I don't think anyone would pour scorn on a discussion about how to make the benefits system more efficient and fairer, even if they disagreed about how to do it. Similarly, a thread originally wanting everybody to live in social housing eventually became a discussion about what could be done about the lack of affordable housing. Like that thread, the idea originally proposed here is so ludicrous that it can't possibly be taken seriously, and it's particularly frustrating when the OP responds in the way she does.

redstrawberry10 · 17/12/2015 10:01

you're also assuming that all £3,000 would come off your tax bill

I am not assuming anything. This is entirely our made up scenario (and not one that I am advocating), so we can do what we like.

Keep taxes the same. Give every individual tax payer 3000 back. Job done.

longtimelurker101 · 17/12/2015 10:18

So your average salary would pay tax of £100?

But again, income tax is only 25% of the tax take so we'd have to return to the tax payer a proportionate amount, as expressed above, its buttons....

redstrawberry10 · 17/12/2015 10:25

we'd have to return to the tax payer a proportionate amount, as expressed above, its buttons

it's our made of fantasy. We don't have to do anything.

longtimelurker101 · 17/12/2015 10:35

But if it were to work,that's how it would work. Which again, leaves the "and guess whose paying" types with very little argument.

Oh and we were discussing it as a philosophical point which means we use terms like " we'd have to" as we were discussing potential application.

In any case, the point of that was to dismiss your erroneous PP which stated something about paying each tax payer £3000. So I took your calculation and based it in reality on income tax contributions, in order to prove that not paying benefits would result, for most, in a very small return in income tax.

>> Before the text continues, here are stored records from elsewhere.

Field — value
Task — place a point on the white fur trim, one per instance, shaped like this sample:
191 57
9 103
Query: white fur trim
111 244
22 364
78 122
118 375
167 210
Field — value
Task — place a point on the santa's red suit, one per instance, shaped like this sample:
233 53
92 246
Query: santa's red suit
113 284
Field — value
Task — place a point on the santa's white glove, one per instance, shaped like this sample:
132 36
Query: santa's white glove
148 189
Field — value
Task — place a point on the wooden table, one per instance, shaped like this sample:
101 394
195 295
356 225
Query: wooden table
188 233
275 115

redstrawberry10 · 17/12/2015 10:43

So I took your calculation and based it in reality on income tax contributions, in order to prove that not paying benefits would result, for most, in a very small return in income tax.

no, you didn't. you made up a scenario where that's the outcome, when I gave an equally plausible scenario (certainly in the context of CI) where everyone gets 3,000. What I am saying is entirely in line with a CI and would likely potentially work just like I said.

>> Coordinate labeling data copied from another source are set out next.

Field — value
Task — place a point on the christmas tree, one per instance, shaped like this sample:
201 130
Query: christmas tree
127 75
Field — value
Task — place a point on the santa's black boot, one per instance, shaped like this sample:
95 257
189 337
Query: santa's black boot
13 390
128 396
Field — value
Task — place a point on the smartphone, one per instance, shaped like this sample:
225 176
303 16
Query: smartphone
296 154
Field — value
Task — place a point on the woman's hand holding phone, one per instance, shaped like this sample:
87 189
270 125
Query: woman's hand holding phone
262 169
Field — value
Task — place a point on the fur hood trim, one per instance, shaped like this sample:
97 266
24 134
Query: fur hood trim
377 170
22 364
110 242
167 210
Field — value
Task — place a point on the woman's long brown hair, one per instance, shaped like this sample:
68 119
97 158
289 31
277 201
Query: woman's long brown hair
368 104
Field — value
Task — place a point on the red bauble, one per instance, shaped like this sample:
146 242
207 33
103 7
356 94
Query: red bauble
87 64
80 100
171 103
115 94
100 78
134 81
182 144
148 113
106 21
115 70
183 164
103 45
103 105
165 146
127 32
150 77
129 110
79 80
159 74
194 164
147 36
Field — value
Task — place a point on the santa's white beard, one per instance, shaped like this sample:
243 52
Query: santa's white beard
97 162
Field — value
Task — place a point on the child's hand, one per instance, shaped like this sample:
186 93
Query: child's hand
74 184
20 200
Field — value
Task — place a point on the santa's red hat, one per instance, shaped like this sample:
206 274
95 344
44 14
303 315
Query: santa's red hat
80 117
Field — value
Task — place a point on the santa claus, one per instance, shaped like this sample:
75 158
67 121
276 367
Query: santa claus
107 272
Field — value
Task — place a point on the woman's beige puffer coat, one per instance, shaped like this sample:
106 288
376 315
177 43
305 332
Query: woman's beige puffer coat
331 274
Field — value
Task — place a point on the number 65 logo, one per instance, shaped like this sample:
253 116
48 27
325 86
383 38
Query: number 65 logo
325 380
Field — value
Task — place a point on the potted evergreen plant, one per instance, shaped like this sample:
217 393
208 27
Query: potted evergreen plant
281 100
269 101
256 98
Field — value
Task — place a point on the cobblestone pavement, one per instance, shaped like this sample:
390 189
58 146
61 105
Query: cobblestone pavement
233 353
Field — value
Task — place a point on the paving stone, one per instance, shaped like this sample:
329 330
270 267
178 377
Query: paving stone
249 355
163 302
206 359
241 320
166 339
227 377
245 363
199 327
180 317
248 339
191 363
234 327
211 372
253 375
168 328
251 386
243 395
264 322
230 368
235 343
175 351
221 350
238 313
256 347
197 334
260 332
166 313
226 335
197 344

You are just trying to get out of your "only a couple of quid a week" statement by introducing your favourite scenario and dismissing it.

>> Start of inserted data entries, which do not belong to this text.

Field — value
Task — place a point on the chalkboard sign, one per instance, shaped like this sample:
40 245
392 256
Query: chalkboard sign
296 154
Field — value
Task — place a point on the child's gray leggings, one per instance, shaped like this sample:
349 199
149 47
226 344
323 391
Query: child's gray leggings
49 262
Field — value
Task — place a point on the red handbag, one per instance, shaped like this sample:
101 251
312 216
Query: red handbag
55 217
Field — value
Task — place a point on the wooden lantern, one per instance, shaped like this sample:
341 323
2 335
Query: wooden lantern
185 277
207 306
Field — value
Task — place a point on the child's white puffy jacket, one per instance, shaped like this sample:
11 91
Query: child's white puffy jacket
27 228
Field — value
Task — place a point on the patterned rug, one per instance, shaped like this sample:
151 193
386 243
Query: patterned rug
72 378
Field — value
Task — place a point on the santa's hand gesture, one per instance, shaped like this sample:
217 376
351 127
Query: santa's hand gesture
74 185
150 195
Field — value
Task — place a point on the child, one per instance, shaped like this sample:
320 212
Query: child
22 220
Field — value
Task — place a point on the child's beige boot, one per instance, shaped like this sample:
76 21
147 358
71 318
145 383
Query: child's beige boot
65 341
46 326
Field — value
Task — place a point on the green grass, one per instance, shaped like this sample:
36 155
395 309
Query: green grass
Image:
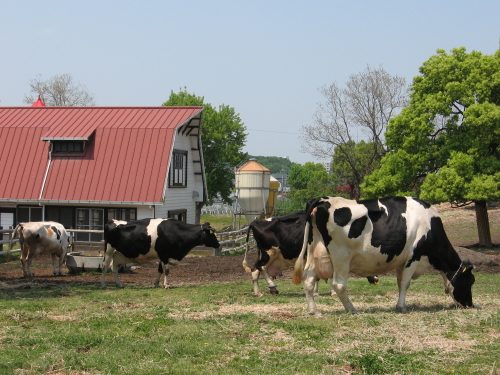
222 329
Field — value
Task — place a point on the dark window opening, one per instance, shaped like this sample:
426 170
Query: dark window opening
67 147
127 214
60 214
26 214
180 215
177 175
89 219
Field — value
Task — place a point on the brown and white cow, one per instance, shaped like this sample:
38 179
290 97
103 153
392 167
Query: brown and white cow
279 241
42 237
400 234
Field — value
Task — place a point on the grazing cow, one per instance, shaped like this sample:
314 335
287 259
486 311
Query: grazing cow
279 241
376 236
137 241
42 237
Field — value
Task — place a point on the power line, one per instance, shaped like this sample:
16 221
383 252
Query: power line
272 131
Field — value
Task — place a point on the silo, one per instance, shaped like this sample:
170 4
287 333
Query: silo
274 188
252 188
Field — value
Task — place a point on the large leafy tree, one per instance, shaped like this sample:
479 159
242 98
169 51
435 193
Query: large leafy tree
360 110
445 144
309 181
223 138
351 162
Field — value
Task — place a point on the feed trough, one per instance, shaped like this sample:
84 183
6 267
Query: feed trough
79 262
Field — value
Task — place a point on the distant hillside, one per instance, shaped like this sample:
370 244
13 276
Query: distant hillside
275 163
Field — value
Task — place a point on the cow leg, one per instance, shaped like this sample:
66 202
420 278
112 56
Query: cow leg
24 261
255 283
404 278
310 282
61 262
54 264
316 287
116 267
108 257
273 289
28 261
164 270
339 283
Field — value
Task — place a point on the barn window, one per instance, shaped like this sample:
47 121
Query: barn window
180 215
67 147
127 214
89 219
177 176
25 214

longtimelurker101 · 17/12/2015 10:50

Sorry, but you took the benefits bill and halved it for pensions and then divided the remainder up between tax payers. Which works on the assumption that this would be what could be paid.

In reality, because only 25% of tax take comes from income tax only 25% of that would be divided between tax payers, which works out at £14 whatever a week, which is a few quid.

In any case I think the CI point of £500 has been proved to be unworkable, and some kind of fantasy.

redstrawberry10 · 17/12/2015 10:56

In reality, because only 25% of tax take comes from income tax only 25% of that would be divided between tax payers,

why? that's just your constraint. That's neither the reality, nor a necessary constraint.

FannyTheChampionOfTheWorld · 17/12/2015 12:21

You're right in that people are refining the model, but they are moving further and further away from the idea of a "citizen's income".

That's highly debatable. There are many different models of CI, and no reason at all to claim that only those not giving any extra in any circumstances amount to CI. Which is what you're doing when you say refinements move away from CI. Really all that amounts to is a statement of your opinion, which you're allowed to have of course but is hardly persuasive in itself.

BadLad · 17/12/2015 12:30

Well, what definition of Citizen's Income are you working from?

BadLad · 17/12/2015 12:31

I'll put it another way. What characteristics must a system have in order to qualify as a Citizen's Income system?